Over 72 million people, more than one in every hundred of the world’s citizens, are now forcibly displaced, says a new report released by the International Federation of Red Cross and Red Crescent Societies (IFRC).
According to the 2012 World Disasters Report, growing numbers of people are forced into migration by a range of what it calls “increasingly complex ‘drivers’” including conflict and violence, disasters, political upheaval and even by large-scale development projects. Of these, an estimated 20 million are living in a state of prolonged displacement.
The Report notes that the growing resistance of politicians and their citizens to supporting people who have been forced to flee their homes is perhaps the main impediment to providing better humanitarian and longer-term support to these highly vulnerable populations:
“(Many) states have effectively decided that the misery of excluded forced migrants is an unfortunate price worth paying to avoid having to confront the difficult political questions,” it says, going on to argue that:
”(There) is no shortage of innovative approaches that could help to alleviate the trauma of extended exile … The difficulty lies not in the new ideas, but in escaping the old ones.”
Bekele Geleta, Secretary General of the IFRC, says the Report provides “practical backing” for the Red Cross Red Crescent’s ongoing call for governments to ensure that migrants, irrespective of their legal status, have access to the support that they need and that they are treated at all times with respect and dignity.
“Last November, at our International Conference, 164 governments agreed to this principle and indeed they passed a resolution to this affect. That was an important step, but it was just a step,” said Geleta.

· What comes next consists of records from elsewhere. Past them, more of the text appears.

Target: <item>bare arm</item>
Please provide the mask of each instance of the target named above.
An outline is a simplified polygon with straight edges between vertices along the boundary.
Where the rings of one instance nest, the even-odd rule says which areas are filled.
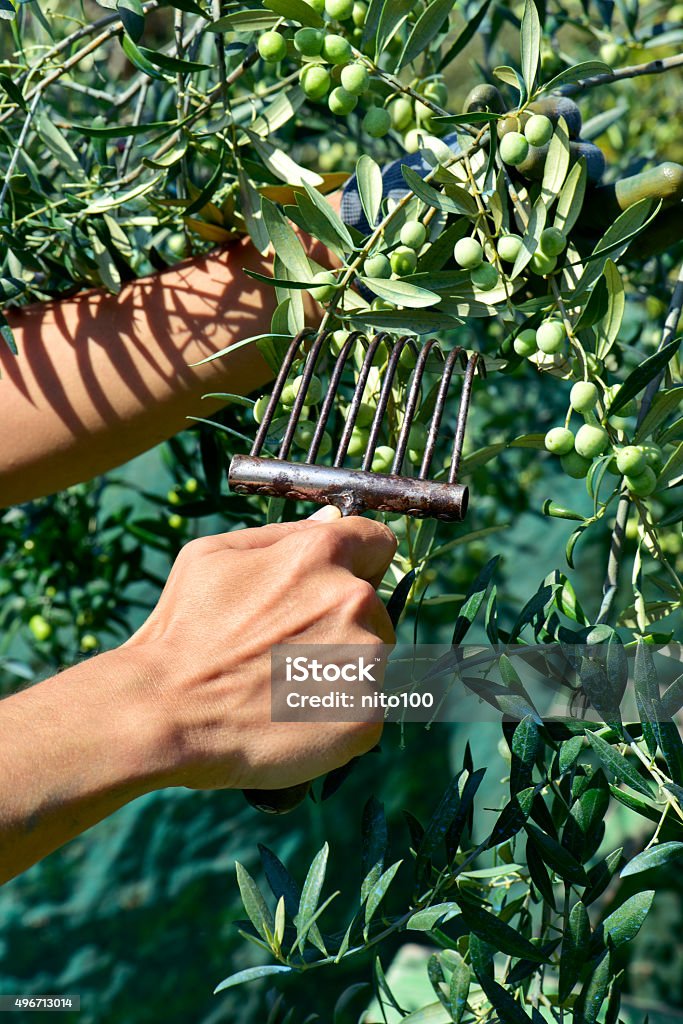
[[[269,379],[254,345],[192,366],[266,333],[274,291],[248,242],[125,286],[9,315],[18,357],[0,347],[0,505],[120,465],[207,415],[210,391],[246,394]]]

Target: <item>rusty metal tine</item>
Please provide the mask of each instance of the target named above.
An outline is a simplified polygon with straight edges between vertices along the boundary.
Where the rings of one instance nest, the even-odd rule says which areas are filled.
[[[399,338],[396,344],[394,345],[391,356],[389,357],[389,365],[387,367],[386,376],[382,383],[382,390],[380,392],[379,402],[377,403],[377,409],[375,410],[375,415],[372,420],[372,426],[370,427],[368,446],[365,450],[365,455],[363,456],[363,464],[361,468],[364,470],[369,470],[370,467],[372,466],[372,460],[375,455],[375,448],[377,447],[379,432],[382,429],[382,420],[384,419],[384,414],[387,411],[387,405],[389,404],[389,397],[391,395],[391,387],[394,382],[394,376],[396,374],[396,367],[398,366],[398,361],[401,357],[401,352],[403,351],[403,348],[405,347],[408,341],[409,338],[407,335],[404,335],[402,338]]]
[[[403,425],[401,426],[401,433],[399,434],[398,441],[396,442],[396,454],[394,455],[394,462],[391,467],[391,472],[394,475],[401,472],[406,448],[408,447],[408,435],[410,434],[410,428],[413,425],[413,416],[415,415],[415,408],[420,397],[420,386],[422,384],[425,366],[427,365],[427,357],[435,344],[436,342],[434,338],[430,338],[417,357],[417,363],[415,364],[415,369],[413,371],[413,380],[408,394],[408,401],[403,415]]]
[[[351,440],[351,431],[353,430],[354,425],[356,423],[358,410],[363,400],[365,385],[367,384],[368,377],[370,375],[370,369],[372,367],[372,361],[375,358],[375,352],[379,348],[381,342],[383,342],[384,339],[387,337],[388,335],[386,331],[380,331],[372,339],[370,345],[368,346],[368,350],[365,353],[365,359],[363,360],[363,365],[361,367],[361,371],[358,375],[358,381],[356,383],[356,389],[353,393],[353,400],[351,402],[351,405],[349,406],[348,415],[346,417],[346,423],[344,424],[344,431],[342,433],[341,440],[339,442],[339,447],[337,448],[337,454],[334,459],[334,466],[336,469],[339,469],[339,467],[343,465],[344,459],[346,458],[346,452],[349,447],[349,441]]]
[[[362,337],[362,331],[353,331],[344,342],[342,350],[337,356],[336,362],[334,364],[334,370],[332,371],[330,382],[327,386],[327,394],[325,395],[323,404],[320,408],[320,417],[318,419],[318,422],[316,423],[315,432],[311,439],[311,445],[306,454],[306,462],[315,462],[316,456],[318,454],[318,449],[320,448],[320,442],[323,439],[323,434],[325,433],[327,421],[330,417],[330,411],[337,397],[337,388],[339,387],[341,375],[344,372],[346,360],[348,359],[349,353],[353,349],[353,346],[356,344],[358,339]]]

“Governments need to adopt new policies and strategies that recognise the rights of migrants and that help them become productive members of communities, and not social pariahs.”
The Report highlights a number of approaches and policies that governments could adopt to minimise the suffering of the world’s forced migrants, including more flexible forms of citizenship, ensuring that they have the support that they need to find work and are integrated into their new communities, more relaxed approaches to cross-border mobility and better protection against crime and violence.
The World Disasters Report is in its 20th issue and over the past two decades has covered topics such as ethics in aid, neglected crises, public health, HIV and AIDS and urban risk.
The Report also features its annual summary of disaster information. 2011 was the most expensive of the past decade in terms of disaster costs, but it also featured the fewest disasters across the same period.
In all, 336 disaster events cost countries US$365.5 billion. More than half of these costs were registered in Japan where the March 2011 earthquake and tsunami caused US$210 billion in damages.